My Life In Food: Patricia Michelson
After successfully selling Beaufort Chalet d'Alpage from her garden shed in Highgate, north London, Patricia opened a cheese shop, La Fromagerie, in Highbury Park in 1992. Ten years later she opened a second on Marylebone High Street and has written two award-winning books, Cheese and The Cheese Room.
What are your most and least used pieces of kitchen kit?
I am always using my knives. I've been getting them made specially from a knifemaker in Turin called Coltelleria Collini for years. It's a fantastically interesting company that also specialises in making swords. All its knives – like, I imagine, its swords – are thin-bladed, balanced and fitperfectly in the hand. My least used piece of kit is my tin opener. I'm not showing off, but really I'm not that type of cook. If I want something I just pop to the market and grab it. My cupboards are usually empty.

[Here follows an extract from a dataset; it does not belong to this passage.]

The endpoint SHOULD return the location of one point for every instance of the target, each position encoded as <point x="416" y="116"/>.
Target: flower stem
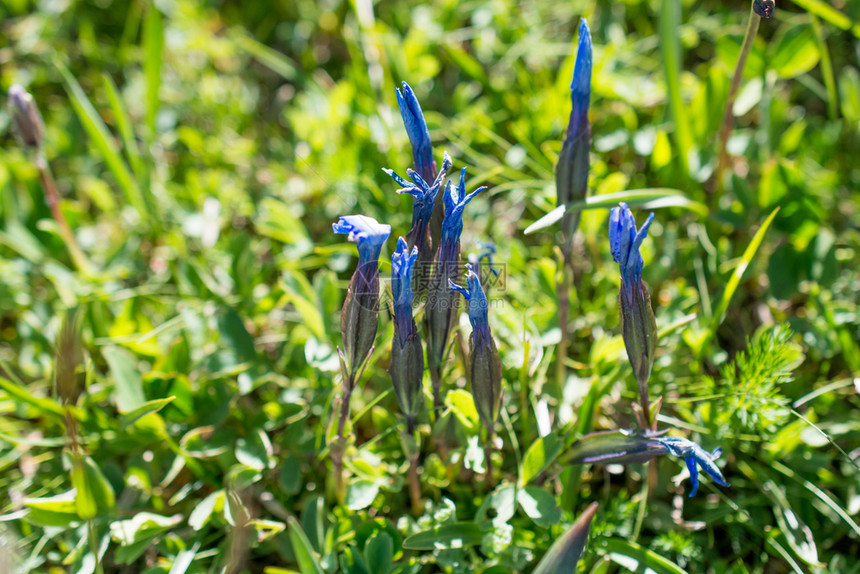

If you had only £10 to spend on food, where would you spend it and on what?
Most Sundays I do this. I borrow £10 from the shop's till at lunch and run across the road to the farmers' market. I tend to pick up some bacon, or fish if there is any left and always some fresh bread. Plus as many vegetables as I can carry.
What do you eat for comfort?
I adore Fry's Chocolate Cream bars. All that crisp dark chocolate giving way to the creamy fondant – delicious. They're my secret pleasure. I pop into the corner shop on the way home to get them and the shopkeeper gives me a funny look, as if to say: "She's here for her Fry's again." But I like them too much to care. They're the taste of my childhood.
If you could only eat bread or potatoes for the rest of your life, which would you choose?
I'd have to have bread. You can't live without good bread. I love Boulangerie du Paris. It makes the flutes we sell in the shop – in a wood-burning stove – and are simply delicious. The shell is wonderfully crispy, the middle soft and chewy. Smear lots of butter on it and have it with a glass of wine and you're in heaven.
What's your desert-island recipe?
Toasted cheese. I have a very specific way of making it. You get two medium chunks of sourdough bread. Brush one slice liberally with white wine. Take the other piece and spread grain mustard thinly onto it and then layer slivers of comte cheese on top. Put them together and press down. Now brush melted butter over all the sandwiches and cook under the grill until the cheese oozes out of the sides. It's fast food done well.
What's your favourite restaurant?
Galvin Bistro Deluxe on Baker Street. I call it my canteen. It epitomises the local, if somewhat bourgeois, restaurant for me. It really understands the little rituals of dining out. You can relax into the whole occasion when you're there.
What's your favourite cookbook?
I've fallen slightly in love with Penguin's Great Food series. It's reproduced lots of historical cookbooks in miniaturised form. I particularly like Agnes Jekyll's A Little Dinner Before the Play. She counsels cooks to do things simply and with care, which is exactly what we try to do with our pre-theatre food.
Who taught you to cook?
It would be nice to garner my mother with praise at this point – but she only taught me how to make sandwiches. I taught myself how to cook and, indeed, about cheese. That's the best way to do it, I think: your passion leads you.